Mr McNally said the Cambodian government “has seen some significant growth in revenue over the years,” adding that the firm did not expect taxation to have “an adverse impact on our ability to have the type of success that we have had”.
NagaCorp reported US$30.7-million in non-gaming revenue last year, up 33 percent from 2015. For full-year 2016, the company paid a “non-gaming obligation” of US$214,338 per month, according to the firm’s annual report. In addition, the company reached an agreement with Cambodia’s Ministry of Economy and Finance to pay an additional US$16.6 million related to its non-gaming operations last year.

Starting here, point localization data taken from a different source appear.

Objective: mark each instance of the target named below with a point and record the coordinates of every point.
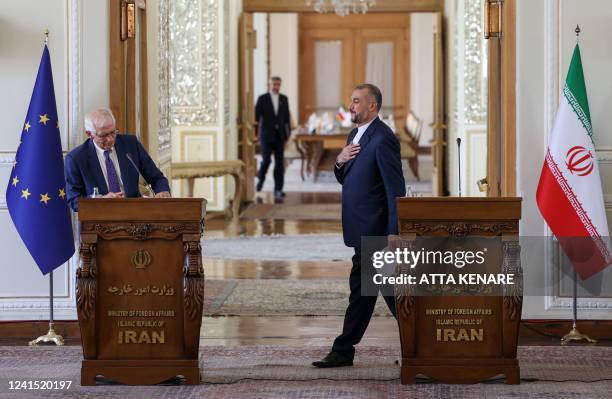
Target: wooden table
(193, 170)
(319, 151)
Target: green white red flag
(569, 193)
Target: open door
(128, 66)
(439, 124)
(247, 108)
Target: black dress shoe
(334, 359)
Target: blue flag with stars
(36, 193)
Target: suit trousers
(360, 308)
(277, 147)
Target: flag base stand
(50, 336)
(575, 335)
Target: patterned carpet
(285, 372)
(280, 298)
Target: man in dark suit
(103, 162)
(272, 114)
(370, 171)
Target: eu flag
(36, 193)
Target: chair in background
(409, 142)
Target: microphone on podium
(459, 162)
(147, 185)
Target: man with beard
(370, 171)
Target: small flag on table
(569, 193)
(36, 193)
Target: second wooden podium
(470, 338)
(140, 289)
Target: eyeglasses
(108, 135)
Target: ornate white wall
(81, 82)
(466, 95)
(200, 49)
(545, 41)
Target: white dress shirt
(361, 130)
(102, 160)
(274, 97)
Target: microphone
(147, 185)
(459, 162)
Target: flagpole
(574, 334)
(50, 336)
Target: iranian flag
(569, 192)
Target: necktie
(111, 174)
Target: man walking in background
(370, 171)
(272, 114)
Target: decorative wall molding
(474, 56)
(75, 101)
(194, 62)
(226, 63)
(164, 134)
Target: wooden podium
(140, 289)
(461, 355)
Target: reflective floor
(283, 330)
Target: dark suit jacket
(271, 123)
(370, 184)
(83, 171)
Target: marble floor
(283, 330)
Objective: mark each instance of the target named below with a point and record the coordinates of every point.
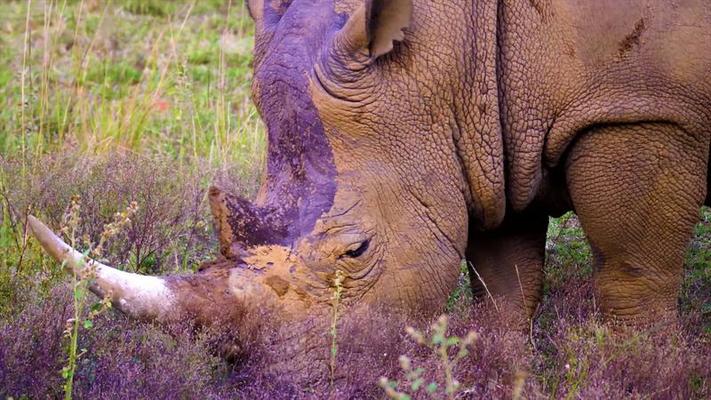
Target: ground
(108, 103)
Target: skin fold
(407, 135)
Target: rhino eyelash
(358, 251)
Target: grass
(148, 102)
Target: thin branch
(485, 287)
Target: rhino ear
(375, 25)
(267, 13)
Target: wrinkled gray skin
(394, 154)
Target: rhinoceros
(405, 136)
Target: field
(104, 103)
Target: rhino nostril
(279, 285)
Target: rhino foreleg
(637, 189)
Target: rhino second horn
(138, 296)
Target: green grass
(154, 77)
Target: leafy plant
(449, 351)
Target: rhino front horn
(138, 296)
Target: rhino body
(405, 136)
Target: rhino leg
(509, 261)
(637, 190)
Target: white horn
(139, 296)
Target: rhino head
(364, 189)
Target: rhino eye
(357, 252)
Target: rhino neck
(476, 126)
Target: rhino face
(362, 194)
(359, 183)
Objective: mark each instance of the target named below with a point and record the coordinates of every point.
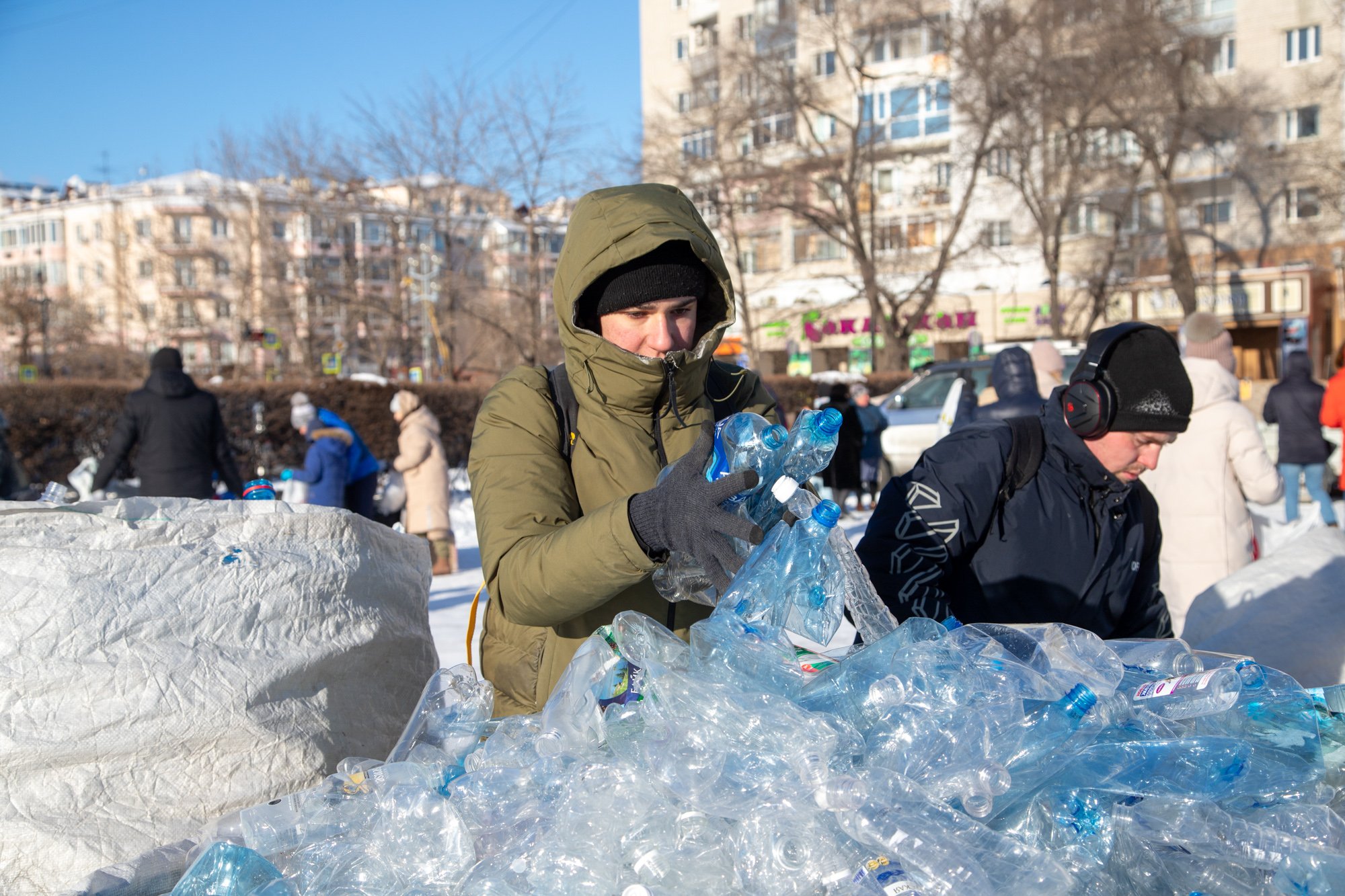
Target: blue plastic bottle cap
(1082, 697)
(828, 421)
(827, 513)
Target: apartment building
(267, 278)
(1260, 217)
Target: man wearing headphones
(1043, 518)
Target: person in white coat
(1210, 474)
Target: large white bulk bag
(1284, 610)
(167, 661)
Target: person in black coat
(181, 434)
(1295, 403)
(1073, 544)
(1016, 385)
(843, 474)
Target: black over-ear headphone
(1090, 400)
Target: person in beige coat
(422, 460)
(1208, 475)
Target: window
(762, 253)
(814, 245)
(1000, 163)
(825, 127)
(1303, 45)
(1301, 124)
(1223, 56)
(185, 275)
(906, 114)
(1213, 213)
(1303, 202)
(777, 128)
(699, 145)
(997, 233)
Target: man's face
(1129, 454)
(654, 329)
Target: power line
(545, 28)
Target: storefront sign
(816, 330)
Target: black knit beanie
(166, 360)
(1145, 370)
(669, 272)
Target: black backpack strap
(727, 388)
(1026, 454)
(567, 409)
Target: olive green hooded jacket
(558, 548)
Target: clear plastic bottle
(813, 440)
(259, 490)
(1202, 693)
(742, 442)
(227, 869)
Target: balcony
(707, 63)
(704, 11)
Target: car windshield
(929, 392)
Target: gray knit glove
(683, 513)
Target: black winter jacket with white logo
(1069, 546)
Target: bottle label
(812, 662)
(622, 684)
(888, 874)
(719, 464)
(1152, 689)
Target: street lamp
(424, 270)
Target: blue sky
(153, 81)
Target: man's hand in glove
(683, 513)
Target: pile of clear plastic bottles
(937, 758)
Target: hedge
(54, 425)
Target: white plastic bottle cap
(783, 489)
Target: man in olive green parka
(560, 552)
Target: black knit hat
(669, 272)
(166, 360)
(1145, 370)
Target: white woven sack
(166, 661)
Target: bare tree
(837, 127)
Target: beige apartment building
(1261, 216)
(270, 278)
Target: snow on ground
(451, 596)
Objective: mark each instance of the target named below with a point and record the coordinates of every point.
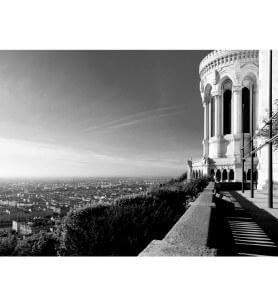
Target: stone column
(218, 115)
(237, 115)
(206, 128)
(236, 121)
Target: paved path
(249, 229)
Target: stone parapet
(190, 235)
(223, 57)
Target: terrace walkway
(251, 229)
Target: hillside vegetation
(128, 225)
(122, 228)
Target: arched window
(212, 117)
(212, 174)
(255, 175)
(218, 175)
(227, 111)
(246, 109)
(231, 175)
(249, 174)
(224, 175)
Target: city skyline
(99, 113)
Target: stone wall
(263, 114)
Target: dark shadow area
(264, 219)
(243, 229)
(231, 186)
(219, 235)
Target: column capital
(237, 89)
(216, 93)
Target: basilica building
(233, 84)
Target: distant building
(23, 228)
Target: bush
(39, 244)
(126, 226)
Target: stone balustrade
(222, 57)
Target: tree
(265, 132)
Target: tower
(229, 78)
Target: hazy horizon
(77, 114)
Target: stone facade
(229, 84)
(263, 115)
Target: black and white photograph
(127, 153)
(138, 150)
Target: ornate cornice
(220, 58)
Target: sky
(99, 113)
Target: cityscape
(39, 205)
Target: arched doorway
(218, 175)
(244, 176)
(249, 174)
(212, 175)
(224, 175)
(231, 175)
(246, 109)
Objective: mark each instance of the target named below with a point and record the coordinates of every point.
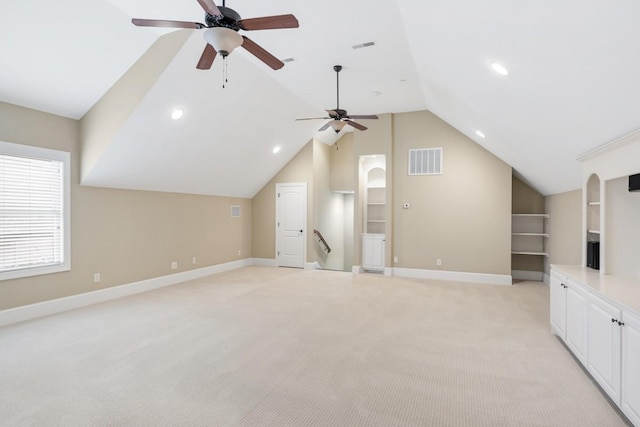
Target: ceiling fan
(222, 25)
(339, 118)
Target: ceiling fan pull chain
(225, 72)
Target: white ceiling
(573, 82)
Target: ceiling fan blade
(269, 22)
(373, 117)
(165, 23)
(206, 60)
(325, 126)
(261, 54)
(210, 7)
(356, 125)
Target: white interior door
(291, 224)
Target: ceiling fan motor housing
(228, 19)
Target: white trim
(45, 308)
(611, 145)
(312, 265)
(536, 276)
(487, 279)
(264, 262)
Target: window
(34, 211)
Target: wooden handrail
(323, 243)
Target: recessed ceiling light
(499, 68)
(177, 114)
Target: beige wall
(564, 228)
(622, 230)
(343, 177)
(299, 169)
(525, 199)
(124, 235)
(462, 216)
(328, 211)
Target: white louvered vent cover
(425, 161)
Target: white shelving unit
(528, 234)
(376, 207)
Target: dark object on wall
(634, 182)
(593, 255)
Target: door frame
(279, 186)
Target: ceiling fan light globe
(337, 125)
(223, 40)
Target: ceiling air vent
(425, 161)
(360, 46)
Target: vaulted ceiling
(572, 84)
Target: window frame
(28, 151)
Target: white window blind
(32, 215)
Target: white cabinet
(569, 314)
(604, 345)
(576, 321)
(373, 252)
(558, 300)
(631, 367)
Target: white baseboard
(45, 308)
(487, 279)
(264, 262)
(312, 265)
(536, 276)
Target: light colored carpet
(283, 347)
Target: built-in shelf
(532, 215)
(528, 234)
(530, 253)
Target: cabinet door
(631, 367)
(557, 296)
(604, 346)
(576, 320)
(373, 252)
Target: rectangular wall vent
(425, 161)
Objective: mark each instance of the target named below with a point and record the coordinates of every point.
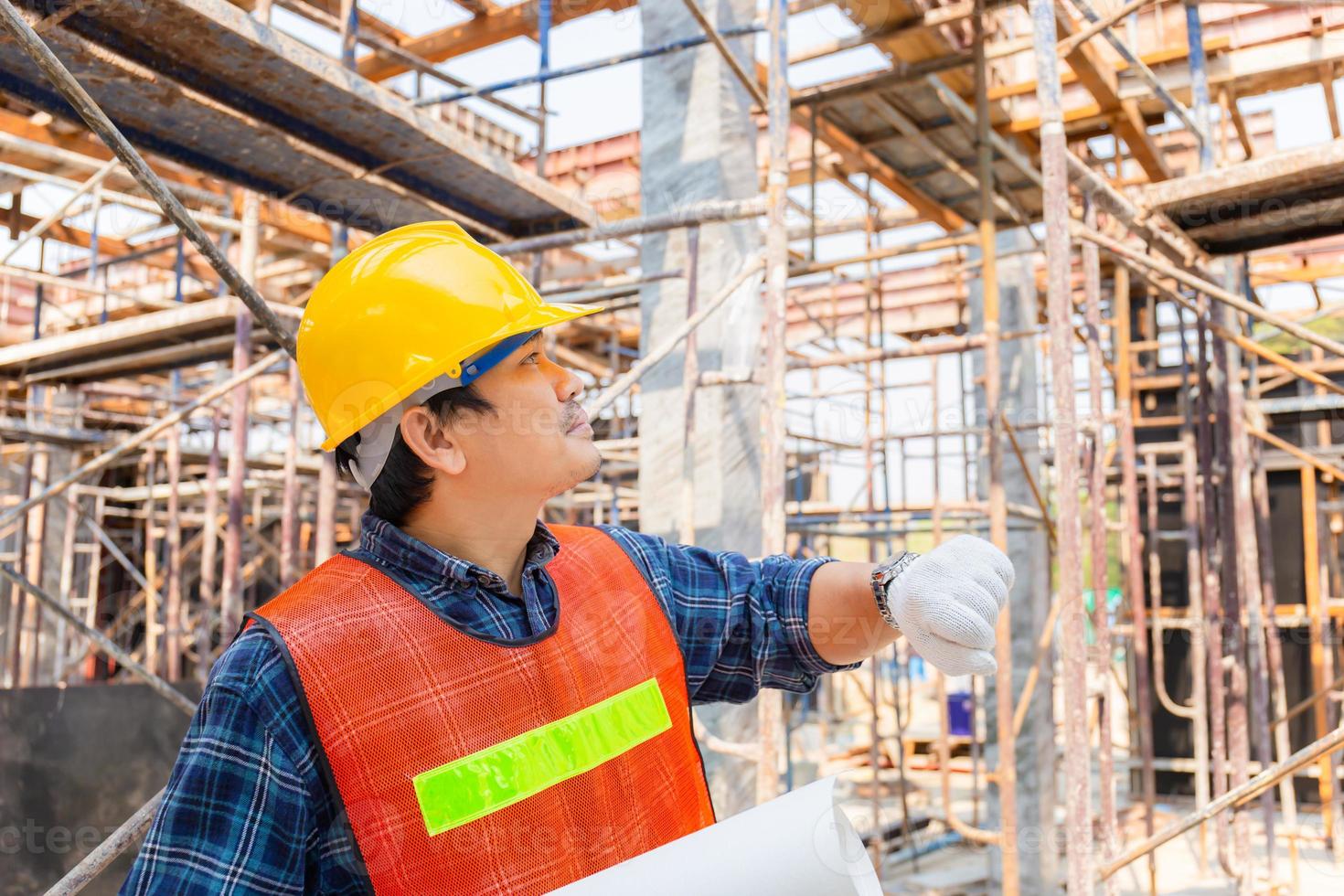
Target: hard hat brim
(537, 317)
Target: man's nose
(568, 384)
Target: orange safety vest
(496, 766)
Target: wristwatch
(882, 578)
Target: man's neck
(495, 540)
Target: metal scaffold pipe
(1060, 305)
(144, 175)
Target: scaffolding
(1062, 183)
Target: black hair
(405, 481)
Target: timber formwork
(1189, 457)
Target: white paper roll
(797, 845)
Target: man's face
(537, 443)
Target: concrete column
(698, 143)
(1029, 552)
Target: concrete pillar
(698, 143)
(1029, 552)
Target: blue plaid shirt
(246, 810)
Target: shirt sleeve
(234, 817)
(742, 624)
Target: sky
(606, 102)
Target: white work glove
(948, 602)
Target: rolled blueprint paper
(800, 844)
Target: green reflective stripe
(489, 779)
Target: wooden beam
(481, 31)
(854, 155)
(1227, 98)
(1101, 80)
(1328, 85)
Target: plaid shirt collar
(402, 551)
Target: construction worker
(472, 701)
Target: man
(472, 701)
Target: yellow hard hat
(408, 306)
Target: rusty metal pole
(172, 536)
(773, 457)
(1241, 583)
(208, 551)
(231, 590)
(1316, 617)
(1097, 529)
(1243, 508)
(1133, 555)
(289, 495)
(1060, 304)
(1275, 661)
(154, 604)
(689, 382)
(1007, 776)
(1210, 555)
(1199, 667)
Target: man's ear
(433, 443)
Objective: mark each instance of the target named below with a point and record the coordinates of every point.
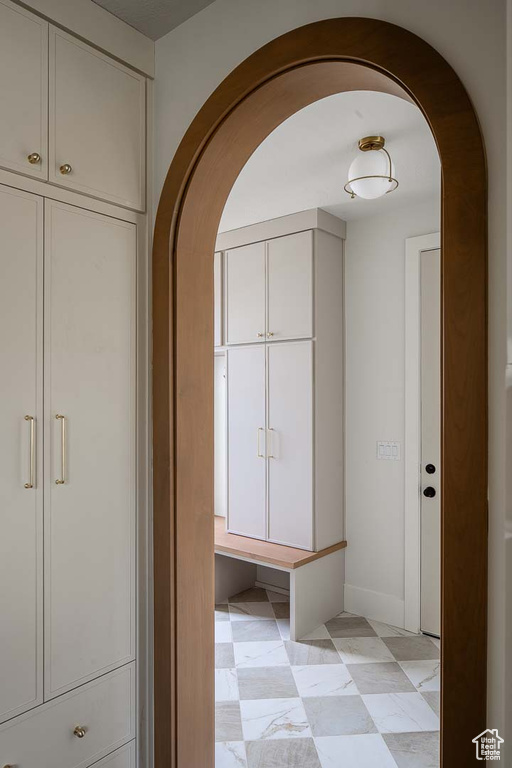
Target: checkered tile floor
(353, 694)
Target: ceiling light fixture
(371, 174)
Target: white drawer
(45, 738)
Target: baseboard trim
(375, 605)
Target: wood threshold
(266, 551)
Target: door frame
(414, 246)
(285, 75)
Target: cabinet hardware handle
(31, 482)
(62, 479)
(258, 452)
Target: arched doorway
(289, 73)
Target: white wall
(193, 59)
(375, 376)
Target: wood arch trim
(285, 75)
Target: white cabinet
(90, 450)
(97, 123)
(23, 91)
(21, 482)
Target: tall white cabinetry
(284, 329)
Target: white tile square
(367, 750)
(274, 719)
(424, 675)
(401, 712)
(362, 650)
(226, 685)
(269, 653)
(324, 680)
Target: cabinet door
(97, 123)
(90, 452)
(290, 287)
(245, 294)
(246, 441)
(290, 443)
(24, 91)
(21, 508)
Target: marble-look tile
(312, 652)
(226, 685)
(433, 698)
(223, 632)
(282, 753)
(414, 750)
(249, 611)
(230, 754)
(381, 677)
(401, 712)
(224, 656)
(324, 680)
(274, 719)
(228, 724)
(267, 683)
(265, 654)
(367, 750)
(338, 716)
(362, 650)
(424, 675)
(253, 595)
(350, 626)
(416, 648)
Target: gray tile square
(282, 753)
(254, 631)
(338, 716)
(414, 750)
(382, 677)
(350, 626)
(228, 722)
(311, 652)
(253, 595)
(267, 683)
(224, 656)
(411, 648)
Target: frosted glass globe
(372, 163)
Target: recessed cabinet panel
(246, 441)
(21, 507)
(290, 443)
(90, 450)
(290, 287)
(23, 91)
(245, 294)
(97, 123)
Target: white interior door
(24, 89)
(246, 441)
(290, 443)
(245, 293)
(430, 280)
(90, 467)
(290, 287)
(21, 508)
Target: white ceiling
(154, 18)
(304, 162)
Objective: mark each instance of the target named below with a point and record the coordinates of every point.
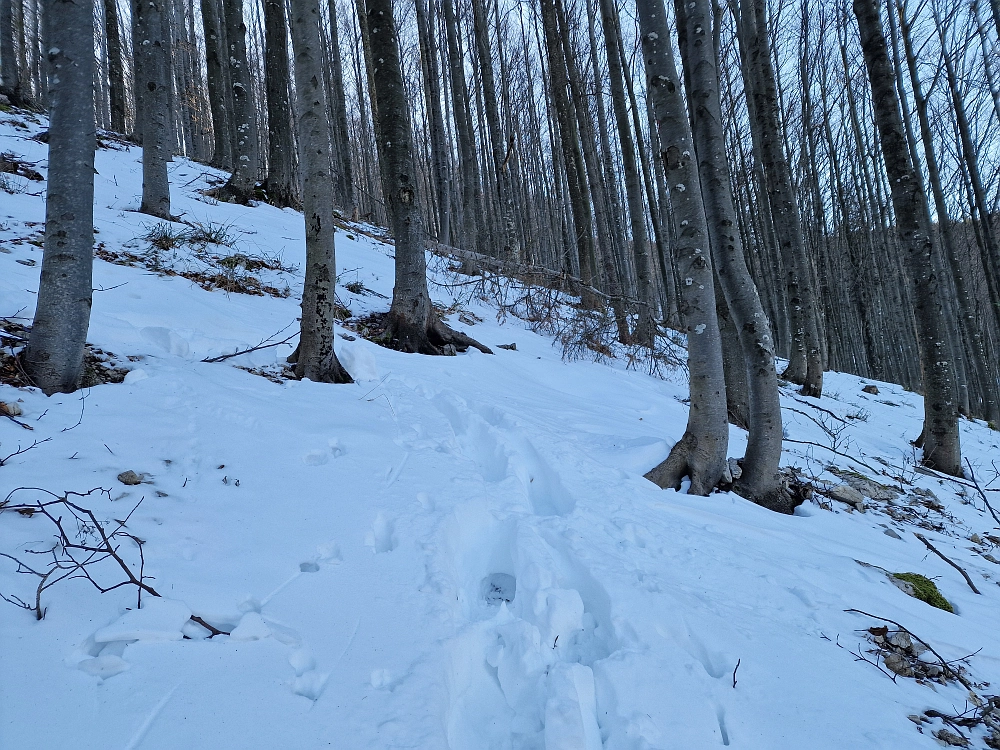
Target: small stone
(901, 639)
(130, 478)
(950, 738)
(10, 409)
(847, 494)
(898, 664)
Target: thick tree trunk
(761, 480)
(216, 71)
(701, 452)
(941, 443)
(245, 152)
(54, 355)
(317, 359)
(805, 365)
(414, 326)
(280, 185)
(154, 83)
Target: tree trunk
(241, 185)
(645, 330)
(805, 365)
(280, 186)
(701, 452)
(53, 359)
(413, 324)
(153, 86)
(216, 71)
(316, 359)
(343, 167)
(116, 70)
(941, 443)
(761, 480)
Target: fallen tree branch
(944, 664)
(937, 552)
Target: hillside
(455, 551)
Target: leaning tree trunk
(216, 69)
(280, 185)
(805, 365)
(413, 324)
(154, 83)
(53, 359)
(701, 452)
(240, 187)
(760, 480)
(316, 359)
(941, 442)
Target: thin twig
(937, 552)
(982, 494)
(947, 667)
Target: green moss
(925, 590)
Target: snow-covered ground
(454, 552)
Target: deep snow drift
(455, 552)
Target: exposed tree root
(687, 460)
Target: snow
(453, 552)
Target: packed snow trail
(455, 552)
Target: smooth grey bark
(280, 185)
(941, 441)
(216, 72)
(701, 452)
(439, 144)
(805, 366)
(53, 359)
(246, 157)
(761, 480)
(343, 166)
(413, 325)
(154, 83)
(971, 328)
(317, 359)
(473, 214)
(116, 68)
(645, 330)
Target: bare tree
(316, 358)
(53, 358)
(941, 442)
(701, 452)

According to NagaCorp’s annual report, the non-gaming obligation payment is considered as a composite of various other taxes, such as: salary tax, fringe benefit tax, withholding tax, value-added tax, patent tax, tax on rental of moveable and unmoveable assets, minimum tax, advance profit tax, advertising tax and specific tax on entertainment services.
NagaCorp said in its latest annual report that it paid a “gaming obligation” of US$410,987 per month to the government in 2016, since a gaming law – that will cover taxation of gaming activities – “has yet to be promulgated”.
Regarding the awaited Cambodian gaming law, Mr McNally told GGRAsia: “They [the authorities] anticipated that the gaming law would be passed in the first half of the year. That hasn’t happened yet. So all I would say is we are monitoring it [the situation] and awaiting it just like others… It will be regulatory and also address taxation.”